Show the trend of a selected event
Chart how many times an event was reported along the last day.
// To create an alert for this query, click '+ New alert rule'
Event
| where EventID == 44 // this ID indicates Windows Update started downloading an update
| summarize count() by bin(TimeGenerated, 1h), Computer, _ResourceId // bin is used to set the time grain to 1 hour
| render barchart
Error event on computer missing security co critical update
Error events for machines that are missing critical or security required updates.

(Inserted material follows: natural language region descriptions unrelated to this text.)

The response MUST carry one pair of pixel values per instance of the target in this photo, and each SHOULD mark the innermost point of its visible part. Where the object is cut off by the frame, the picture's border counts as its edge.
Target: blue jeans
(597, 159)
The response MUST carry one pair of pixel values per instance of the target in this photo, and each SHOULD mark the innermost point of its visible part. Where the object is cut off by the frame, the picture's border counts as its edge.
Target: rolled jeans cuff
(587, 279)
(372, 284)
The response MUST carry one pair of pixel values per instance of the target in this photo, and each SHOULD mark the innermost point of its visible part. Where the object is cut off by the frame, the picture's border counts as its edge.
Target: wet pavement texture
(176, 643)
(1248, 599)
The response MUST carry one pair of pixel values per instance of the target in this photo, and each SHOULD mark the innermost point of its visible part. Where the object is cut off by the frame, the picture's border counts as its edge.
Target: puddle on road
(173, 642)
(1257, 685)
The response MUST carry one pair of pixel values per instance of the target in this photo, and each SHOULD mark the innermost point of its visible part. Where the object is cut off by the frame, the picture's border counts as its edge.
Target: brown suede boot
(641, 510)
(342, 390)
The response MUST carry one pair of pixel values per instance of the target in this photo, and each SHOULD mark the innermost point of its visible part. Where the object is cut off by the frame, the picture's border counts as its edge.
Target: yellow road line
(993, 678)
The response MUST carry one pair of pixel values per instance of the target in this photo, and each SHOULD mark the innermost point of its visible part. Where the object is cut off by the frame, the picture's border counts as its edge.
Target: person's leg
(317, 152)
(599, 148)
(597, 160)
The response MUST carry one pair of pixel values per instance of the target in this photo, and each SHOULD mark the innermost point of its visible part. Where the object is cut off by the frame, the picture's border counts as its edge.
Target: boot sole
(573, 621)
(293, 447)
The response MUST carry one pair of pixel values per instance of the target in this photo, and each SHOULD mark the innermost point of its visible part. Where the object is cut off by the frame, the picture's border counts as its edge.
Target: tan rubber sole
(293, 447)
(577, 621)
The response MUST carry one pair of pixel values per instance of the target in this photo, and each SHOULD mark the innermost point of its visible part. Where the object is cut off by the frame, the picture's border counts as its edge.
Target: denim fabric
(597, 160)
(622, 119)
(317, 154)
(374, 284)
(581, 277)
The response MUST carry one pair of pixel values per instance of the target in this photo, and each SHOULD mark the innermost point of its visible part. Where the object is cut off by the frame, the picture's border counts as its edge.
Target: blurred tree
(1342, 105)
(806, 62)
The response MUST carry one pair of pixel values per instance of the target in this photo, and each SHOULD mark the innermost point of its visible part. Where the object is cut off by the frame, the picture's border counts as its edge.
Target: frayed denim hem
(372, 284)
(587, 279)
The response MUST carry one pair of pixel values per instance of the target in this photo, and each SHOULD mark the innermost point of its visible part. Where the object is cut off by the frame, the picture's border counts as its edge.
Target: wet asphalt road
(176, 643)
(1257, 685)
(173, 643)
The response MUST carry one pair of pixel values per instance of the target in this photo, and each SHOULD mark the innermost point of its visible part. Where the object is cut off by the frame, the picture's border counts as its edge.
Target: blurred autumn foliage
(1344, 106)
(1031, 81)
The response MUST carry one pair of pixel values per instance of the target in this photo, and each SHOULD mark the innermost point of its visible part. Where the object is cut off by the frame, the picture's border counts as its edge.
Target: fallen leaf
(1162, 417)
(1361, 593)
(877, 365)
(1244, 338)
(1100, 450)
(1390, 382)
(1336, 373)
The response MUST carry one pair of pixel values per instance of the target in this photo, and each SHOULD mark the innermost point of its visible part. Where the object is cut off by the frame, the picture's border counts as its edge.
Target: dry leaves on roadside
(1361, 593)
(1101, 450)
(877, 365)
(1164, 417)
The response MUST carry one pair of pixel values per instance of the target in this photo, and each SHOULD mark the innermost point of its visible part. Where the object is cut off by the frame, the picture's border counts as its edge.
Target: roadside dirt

// To create an alert for this query, click '+ New alert rule'
Event
| where EventLevelName == "error"
| join kind=inner (Update |where (Classification == "Security Updates" or Classification == "Critical Updates") and UpdateState == "Needed" and Optional == "false" | distinct Computer) on Computer
| sort by TimeGenerated desc
All Events in the past hour
All Events in the past hour.
Event
| where TimeGenerated > ago(1h)
| sort by TimeGenerated desc
Events started
Events started by event ID.
Event
| where RenderedDescription contains "started"
| summarize count() by EventID
Events by event source
Events by event source.
Event
| summarize count() by Source
Events by event ID
Top 10 events by event ID.
Event
| summarize count() by EventID
| top 10 by count_
Warning events
Warning events sortd by time.
Event
| where EventLevelName == "warning"
| sort by TimeGenerated desc
Count of warning events
Count of warning events by event ID.
Event
| where EventLevelName == "warning"
| summarize count() by EventID
Events in OM between 2000 to 3000
Operation manger events with IDs in range of 2000 to 3000.
Event
| where EventLog == "Operations Manager" and (EventID >= 2000 and EventID <= 3000)
| sort by TimeGenerated desc
Windows Fireawall policy settings
Windows Fireawall policy settings changed.
Event
| where EventLog == "Microsoft-Windows-Windows Firewall With Advanced Security/Firewall" and EventID == 2008
| sort by TimeGenerated desc
Windows Fireawall policy settings changed by machines
Windows Fireawall policy settings changed by machines.
Event
| where EventLog == "Microsoft-Windows-Windows Firewall With Advanced Security/Firewall" and EventID == 2008
| summarize count() by Computer
| limit 10000